To boost your storytelling skills, watch The magical science of storytelling by David DJ Phillips, presentation expert from Sweden. In reality, there are all kinds of experts out there so find the one who speaks to you.
- Find your style, own it, honour it. I am a TED fan, I have watched tons of great speakers and observed their different styles of delivering a speech. It may be daunting to see them all deliver their best on stage and if you wonder, whether you can do even a fraction of it as well and confident. Yes, you can. Everyone has a style, so find Yours. How and where you use your voice, your body, your humor, posture, pauses, all makes you unique and powerful. If you suffer from excessive negative talk, check out 8 ways to break free from impostor syndrome. Also a great short and workable tips from legendary Amy Cuddy tips for public speaking.

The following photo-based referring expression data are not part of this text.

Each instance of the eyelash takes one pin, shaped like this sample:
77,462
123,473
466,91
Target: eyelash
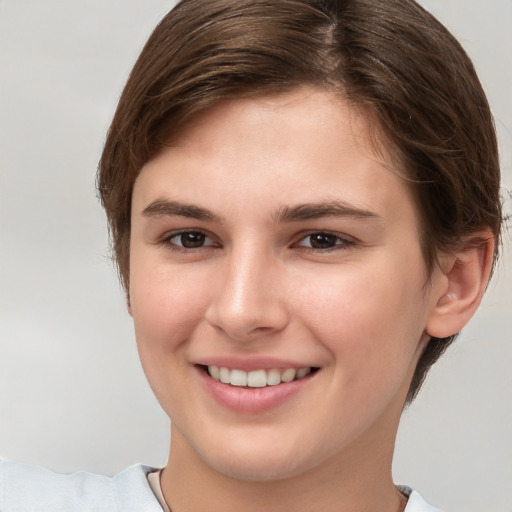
342,242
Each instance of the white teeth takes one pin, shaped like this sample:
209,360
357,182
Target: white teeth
214,372
224,375
238,378
303,372
256,378
273,377
288,375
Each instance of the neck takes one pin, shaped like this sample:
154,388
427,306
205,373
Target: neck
342,484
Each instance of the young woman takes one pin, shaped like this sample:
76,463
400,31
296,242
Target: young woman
304,204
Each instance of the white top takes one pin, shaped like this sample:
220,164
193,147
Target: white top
30,489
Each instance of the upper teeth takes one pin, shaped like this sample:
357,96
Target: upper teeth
256,378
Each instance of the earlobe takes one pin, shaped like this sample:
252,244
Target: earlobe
129,304
465,275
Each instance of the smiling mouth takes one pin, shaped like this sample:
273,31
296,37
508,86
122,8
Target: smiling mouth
257,378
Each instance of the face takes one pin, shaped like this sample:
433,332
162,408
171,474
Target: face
277,286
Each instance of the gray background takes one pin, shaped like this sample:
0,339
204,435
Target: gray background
72,394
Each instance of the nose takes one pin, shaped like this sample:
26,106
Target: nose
248,300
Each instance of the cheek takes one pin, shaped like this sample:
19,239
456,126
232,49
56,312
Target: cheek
166,306
371,316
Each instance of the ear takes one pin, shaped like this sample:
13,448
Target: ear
464,276
129,304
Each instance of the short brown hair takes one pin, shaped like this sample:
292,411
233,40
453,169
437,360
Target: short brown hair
390,57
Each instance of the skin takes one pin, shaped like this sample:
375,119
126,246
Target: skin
358,308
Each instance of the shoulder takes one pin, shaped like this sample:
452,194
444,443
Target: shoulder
416,503
26,488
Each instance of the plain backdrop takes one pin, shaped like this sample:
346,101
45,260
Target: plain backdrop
72,393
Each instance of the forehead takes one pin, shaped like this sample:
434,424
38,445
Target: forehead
303,146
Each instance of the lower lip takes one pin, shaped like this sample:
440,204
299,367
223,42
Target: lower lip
251,400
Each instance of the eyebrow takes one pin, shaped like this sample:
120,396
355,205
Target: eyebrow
308,211
324,209
171,208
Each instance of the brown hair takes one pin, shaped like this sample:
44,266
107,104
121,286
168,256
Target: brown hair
390,57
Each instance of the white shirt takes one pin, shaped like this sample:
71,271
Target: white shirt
31,489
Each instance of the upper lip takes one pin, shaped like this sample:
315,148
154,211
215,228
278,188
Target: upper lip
251,363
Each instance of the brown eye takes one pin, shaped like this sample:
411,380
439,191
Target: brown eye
322,240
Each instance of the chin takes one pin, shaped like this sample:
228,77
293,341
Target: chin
253,462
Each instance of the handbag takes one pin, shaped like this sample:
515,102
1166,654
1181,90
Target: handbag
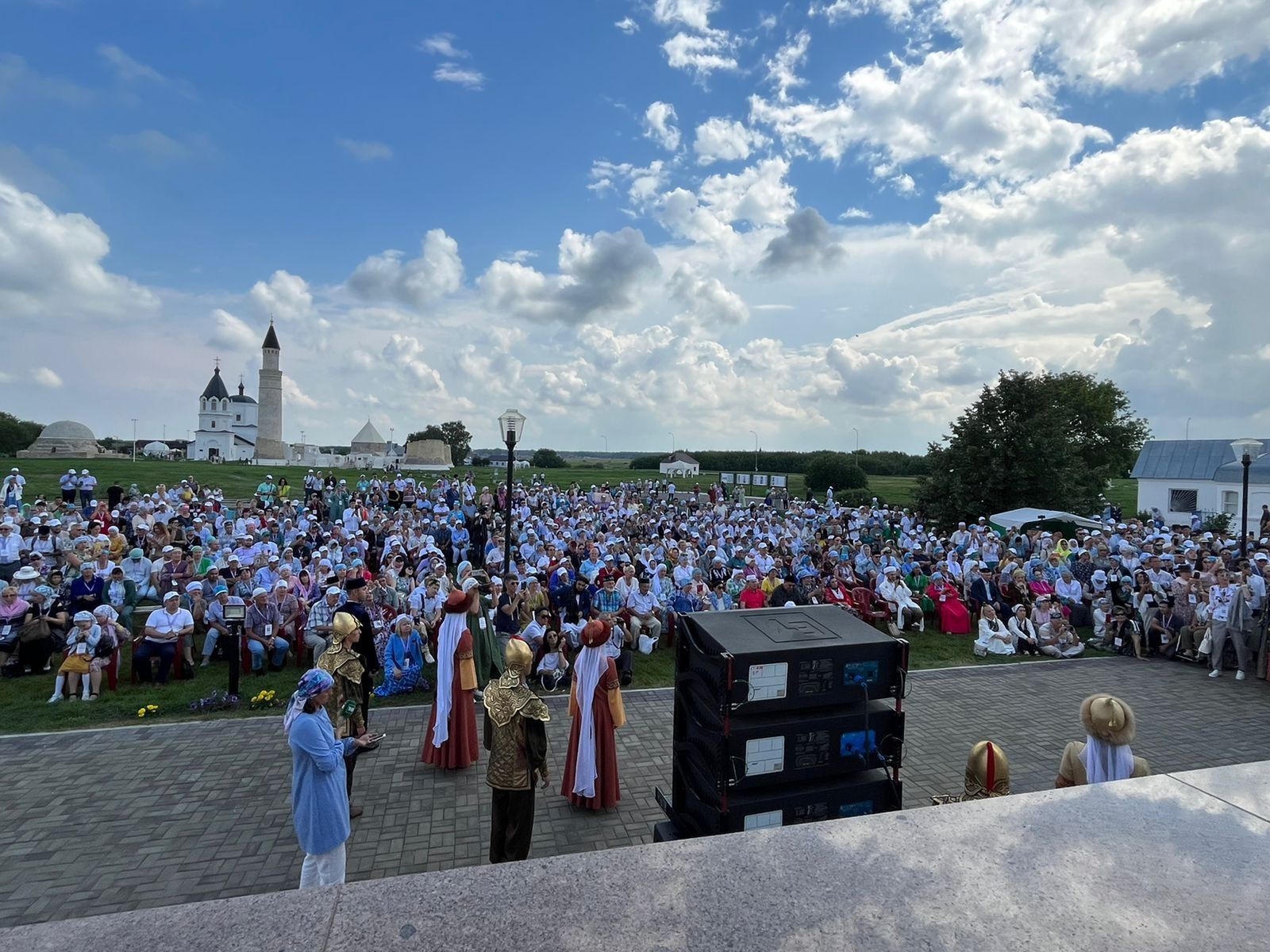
35,630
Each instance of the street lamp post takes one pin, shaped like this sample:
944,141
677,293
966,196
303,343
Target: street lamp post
1245,451
512,424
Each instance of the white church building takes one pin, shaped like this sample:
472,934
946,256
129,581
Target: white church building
226,424
233,428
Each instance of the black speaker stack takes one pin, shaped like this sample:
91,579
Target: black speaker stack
783,716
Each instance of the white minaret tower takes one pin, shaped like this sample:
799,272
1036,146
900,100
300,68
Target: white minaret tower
268,443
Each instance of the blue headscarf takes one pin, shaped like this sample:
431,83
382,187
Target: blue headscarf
314,682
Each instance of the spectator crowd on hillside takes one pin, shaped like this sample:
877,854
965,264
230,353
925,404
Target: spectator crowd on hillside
82,573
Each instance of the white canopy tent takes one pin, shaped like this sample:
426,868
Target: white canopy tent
1018,518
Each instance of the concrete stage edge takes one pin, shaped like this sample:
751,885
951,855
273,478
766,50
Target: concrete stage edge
1168,862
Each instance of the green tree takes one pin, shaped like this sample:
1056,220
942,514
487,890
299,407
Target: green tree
546,459
1041,440
17,435
459,438
837,470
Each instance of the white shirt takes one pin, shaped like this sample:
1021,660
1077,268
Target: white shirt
169,622
1219,601
10,547
641,603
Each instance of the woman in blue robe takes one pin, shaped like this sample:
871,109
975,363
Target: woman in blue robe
319,801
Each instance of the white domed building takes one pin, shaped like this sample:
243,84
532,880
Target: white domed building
64,440
156,450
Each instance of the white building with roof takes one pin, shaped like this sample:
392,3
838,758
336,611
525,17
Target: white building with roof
679,463
370,451
1185,476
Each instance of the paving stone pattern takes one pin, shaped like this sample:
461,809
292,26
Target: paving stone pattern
112,820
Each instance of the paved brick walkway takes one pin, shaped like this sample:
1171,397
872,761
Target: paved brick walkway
103,822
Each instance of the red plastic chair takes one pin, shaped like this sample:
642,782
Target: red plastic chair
112,670
298,638
872,608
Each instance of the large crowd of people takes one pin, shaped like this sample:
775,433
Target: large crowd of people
635,554
391,584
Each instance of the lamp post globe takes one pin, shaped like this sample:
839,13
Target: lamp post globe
511,424
1245,452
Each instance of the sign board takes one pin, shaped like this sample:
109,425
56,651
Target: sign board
755,479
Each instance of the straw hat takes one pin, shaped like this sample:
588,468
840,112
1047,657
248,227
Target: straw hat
1108,719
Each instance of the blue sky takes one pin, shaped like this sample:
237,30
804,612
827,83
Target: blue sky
244,159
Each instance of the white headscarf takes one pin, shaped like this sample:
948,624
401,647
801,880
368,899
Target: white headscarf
448,644
1106,762
591,666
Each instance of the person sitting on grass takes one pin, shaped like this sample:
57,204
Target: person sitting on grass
552,666
952,615
262,628
164,628
121,594
114,635
995,638
1057,639
13,617
82,647
1024,632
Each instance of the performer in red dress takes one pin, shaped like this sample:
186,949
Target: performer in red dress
954,617
451,738
596,708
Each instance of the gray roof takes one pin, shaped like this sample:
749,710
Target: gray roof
1197,460
215,389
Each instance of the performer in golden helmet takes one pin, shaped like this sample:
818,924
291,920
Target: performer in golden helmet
516,739
344,708
987,774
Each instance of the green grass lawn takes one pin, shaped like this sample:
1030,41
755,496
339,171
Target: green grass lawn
239,482
25,708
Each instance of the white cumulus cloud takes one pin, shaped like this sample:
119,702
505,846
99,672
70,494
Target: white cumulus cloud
660,126
728,140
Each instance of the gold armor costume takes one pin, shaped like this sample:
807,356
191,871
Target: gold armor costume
516,738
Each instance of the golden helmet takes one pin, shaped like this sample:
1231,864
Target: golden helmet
344,625
987,772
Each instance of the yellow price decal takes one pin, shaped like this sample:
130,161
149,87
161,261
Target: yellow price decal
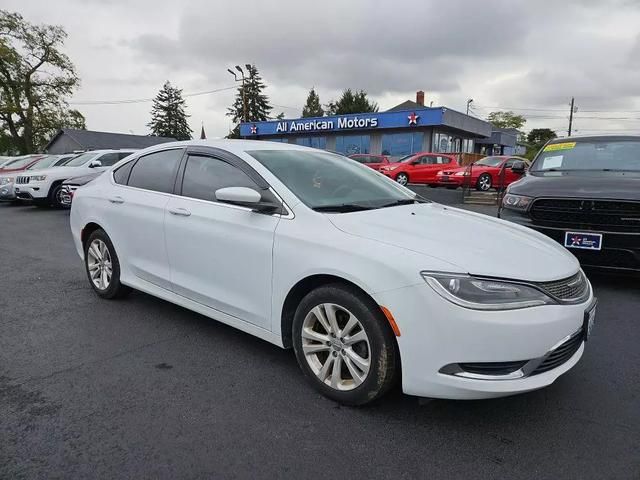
559,146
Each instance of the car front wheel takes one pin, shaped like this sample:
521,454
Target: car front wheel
103,266
402,178
344,345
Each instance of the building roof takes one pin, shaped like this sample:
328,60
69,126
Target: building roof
91,140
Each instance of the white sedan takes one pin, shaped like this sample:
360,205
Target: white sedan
366,281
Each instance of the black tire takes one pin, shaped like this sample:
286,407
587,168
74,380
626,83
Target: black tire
402,178
484,182
54,196
115,289
382,349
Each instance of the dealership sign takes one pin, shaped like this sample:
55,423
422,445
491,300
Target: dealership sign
343,123
338,123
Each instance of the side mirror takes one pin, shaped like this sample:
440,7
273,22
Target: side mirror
245,197
518,167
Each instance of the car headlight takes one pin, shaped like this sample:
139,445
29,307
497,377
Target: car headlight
516,202
485,294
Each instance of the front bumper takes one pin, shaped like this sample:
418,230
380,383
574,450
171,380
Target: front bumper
620,250
30,192
7,192
436,334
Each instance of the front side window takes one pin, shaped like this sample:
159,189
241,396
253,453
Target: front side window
401,144
204,175
321,179
156,171
81,159
350,144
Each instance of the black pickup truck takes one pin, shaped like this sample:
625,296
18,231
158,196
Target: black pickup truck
583,192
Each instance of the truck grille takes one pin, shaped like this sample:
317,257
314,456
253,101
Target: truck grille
611,215
568,289
561,354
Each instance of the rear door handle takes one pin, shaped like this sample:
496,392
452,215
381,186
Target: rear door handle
183,212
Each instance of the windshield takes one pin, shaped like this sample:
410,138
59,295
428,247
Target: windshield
490,161
322,179
621,155
81,159
19,163
44,163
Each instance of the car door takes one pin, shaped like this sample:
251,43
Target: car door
136,207
221,254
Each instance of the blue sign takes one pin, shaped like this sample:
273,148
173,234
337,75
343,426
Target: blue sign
339,123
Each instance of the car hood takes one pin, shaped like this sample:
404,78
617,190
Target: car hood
607,185
472,242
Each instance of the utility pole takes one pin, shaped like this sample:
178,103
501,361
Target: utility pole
571,115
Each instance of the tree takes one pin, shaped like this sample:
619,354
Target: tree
258,107
35,80
168,116
506,120
351,102
312,108
539,136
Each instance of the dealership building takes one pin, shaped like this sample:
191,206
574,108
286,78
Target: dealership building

- Listen to podcast TIME TO SHINE to get some really good advice on public speaking and performing on stage. Knowing a man behind the podcast, Oscar Santolalla (Peruvian in Helsinki), he is brilliant in his work in lining up and getting real advise from international public speakers. My favorite podcast is No. 119 by Joel Schwartzberg: Get to the Point.
- Join a local speaking club or a network in your area. By joining such clubs and network you may have to pay membership fees, but in return you will get honest feedback and learn how to spot a good speech and be able to even compete in a local, regional and international speech competitions. Most importantly is you find where you can practice regularly and get a nudge better each time. One of them can be Toast Masters International.
- Practice the pause.
If you have to take one thing out of this reading, it should be to learn how to PAUSE. Make pause your friend, focus on your everyday interactions and reflect on how often you make a pause. Pauses are powerful. They grab attention from listeners and allow your audience to reflect on what you said. To better earn how to use pauses in my speech, I even marked them in my script, which was quite useful. Learn how to pause with Amy Cuddy’s super pausing tips.
To sum it up. I hope you can free the public speaker or a better presenter in you. What I have learned is that the fear and doubts will follow you in writing, practicing and delivering your speech. Yet again, you never know what you can do, until its done. By reminding yourself about the purpose of your talk, your motivation and why you even signed up for this volunteering public speaking experience will keep you grounded in your talk. I have learned that one needs to be patient with oneself, remember to breathe, be real and use simple language.
I proved that “you never know what you can do, until it’s done!” Please allow the world to hear your story and enjoy the ride! I have thouroughly enjoyed mine, I am proud of myself and all the h.a.r.d work I have put into it.